Original post made on Jun 30, 2015

High schools in San Mateo County need to take steps to detect concussions in athletes in all sports and use care in determining when students can return to play, the county's grand jury says.

Read the full story here Web Link posted Tuesday, June 30, 2015, 11:30 AM

Comments (6)

Posted by football fan
a resident of Menlo Park: Downtown
on Jun 30, 2015 at 1:47 pm

in the games that we watched in the past, the football coach at paly used to put many injured players back into the game. seemed like it wasn't the prudent thing to do, but guess the game was more important.

Posted by Youth sports
a resident of Atherton: Lindenwood
on Jun 30, 2015 at 3:27 pm

> in the past

I'll bet you haven't been to a football game recently.
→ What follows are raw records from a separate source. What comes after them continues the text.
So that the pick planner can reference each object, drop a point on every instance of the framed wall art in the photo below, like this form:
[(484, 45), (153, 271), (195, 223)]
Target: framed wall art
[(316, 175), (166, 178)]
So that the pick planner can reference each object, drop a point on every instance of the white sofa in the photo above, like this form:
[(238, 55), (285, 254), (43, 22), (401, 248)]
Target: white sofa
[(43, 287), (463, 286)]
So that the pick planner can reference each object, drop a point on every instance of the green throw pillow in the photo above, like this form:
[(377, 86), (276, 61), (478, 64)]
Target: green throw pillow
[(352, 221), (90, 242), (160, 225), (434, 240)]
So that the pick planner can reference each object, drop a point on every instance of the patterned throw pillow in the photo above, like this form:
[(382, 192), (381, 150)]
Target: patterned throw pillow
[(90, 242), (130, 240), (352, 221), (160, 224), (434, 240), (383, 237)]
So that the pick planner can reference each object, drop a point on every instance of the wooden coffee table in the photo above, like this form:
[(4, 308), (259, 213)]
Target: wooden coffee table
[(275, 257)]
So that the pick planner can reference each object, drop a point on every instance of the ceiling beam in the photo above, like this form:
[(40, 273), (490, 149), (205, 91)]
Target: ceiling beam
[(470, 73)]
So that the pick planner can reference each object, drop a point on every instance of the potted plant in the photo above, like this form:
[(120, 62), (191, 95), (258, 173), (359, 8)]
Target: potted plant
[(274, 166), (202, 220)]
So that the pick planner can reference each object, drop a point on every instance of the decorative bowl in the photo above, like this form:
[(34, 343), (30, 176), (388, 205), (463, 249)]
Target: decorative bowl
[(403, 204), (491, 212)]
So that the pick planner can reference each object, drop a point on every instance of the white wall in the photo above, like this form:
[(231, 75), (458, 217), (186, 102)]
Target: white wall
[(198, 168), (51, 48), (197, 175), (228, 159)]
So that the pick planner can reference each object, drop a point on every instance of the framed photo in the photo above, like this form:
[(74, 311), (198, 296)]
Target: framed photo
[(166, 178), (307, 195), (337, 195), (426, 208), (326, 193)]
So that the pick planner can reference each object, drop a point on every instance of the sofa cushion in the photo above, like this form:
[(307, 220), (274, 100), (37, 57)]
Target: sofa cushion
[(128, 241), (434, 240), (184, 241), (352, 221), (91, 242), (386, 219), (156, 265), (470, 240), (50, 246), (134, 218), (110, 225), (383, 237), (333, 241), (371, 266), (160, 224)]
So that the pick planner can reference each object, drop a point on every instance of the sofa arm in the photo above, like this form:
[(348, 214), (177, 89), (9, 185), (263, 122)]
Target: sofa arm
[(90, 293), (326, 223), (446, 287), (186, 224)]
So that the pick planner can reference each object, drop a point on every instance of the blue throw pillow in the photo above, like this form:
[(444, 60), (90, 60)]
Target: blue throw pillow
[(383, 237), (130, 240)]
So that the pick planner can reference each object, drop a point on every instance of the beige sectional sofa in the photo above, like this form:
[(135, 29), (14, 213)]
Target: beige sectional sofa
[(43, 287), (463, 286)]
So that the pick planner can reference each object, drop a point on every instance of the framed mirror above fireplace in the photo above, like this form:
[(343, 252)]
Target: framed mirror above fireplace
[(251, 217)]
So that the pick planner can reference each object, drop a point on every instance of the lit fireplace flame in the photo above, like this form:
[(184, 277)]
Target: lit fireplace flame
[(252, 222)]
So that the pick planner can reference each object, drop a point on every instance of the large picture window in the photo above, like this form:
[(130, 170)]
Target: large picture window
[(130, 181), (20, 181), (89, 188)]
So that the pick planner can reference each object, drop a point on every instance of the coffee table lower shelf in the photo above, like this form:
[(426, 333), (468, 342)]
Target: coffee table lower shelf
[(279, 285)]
Coaches at all levels (and I assume all sports, but definitely with football) have been extensively trained over the last several years. The equipment is much better. Practices have been adjusted. Safety is foremost.

An example for youth sports participants (click back to the main page for an idea of specific coach training and education) Web Link

While I have only had a chance to scan the Grand Jury report at this moment, I am happy they are looking at the situation in all sports (note the numbers for concussions in girls soccer and basketball.)

Their recommendations seem a little behind the curve for most schools today; with the exception of baseline testing (unsure which schools are testing this year,) most schools and leagues are ahead of the Grand Jury content and recs. I look forward to reading in more detail.

Posted by Robert D.
a resident of Menlo Park: other
on Jun 30, 2015 at 9:22 pm

Robert D. is a registered user.

For sure football is common, but it is common in other sports such as Soccer. One sport often not captured in stats (as some schools do not recognize it as a sport) is Cheer Leading, so the stats become skewed. Needless to say, the Grand Jury got it right. Outside of football, attend any practice and even most events, there is little supervision on this and even less training. How many times has a high school athlete walked off the field (outside of football) and the coach simply sits them on the bench for a short period. it all comes down to training and recognition.
Having a base is the most important aspect. I glad that was caught and I will be happier when implemented.

Posted by soccer fan
a resident of Menlo Park: Downtown
on Jul 1, 2015 at 9:58 am

two examples in last night's game--although, not youth sports per se--the head collision between germany and us-- both were on the ground for some time, one bleeding profusely, and both went right back into the game. i am sure there was some quick check for both--but, boy was it quick. one was bleeding throughout the rest of the entire match--i thought that was also outdated--uniforms have to be changed, courts have to be mopped up, bleeding has to be stopped. but i guess in world cup, that isn't the case??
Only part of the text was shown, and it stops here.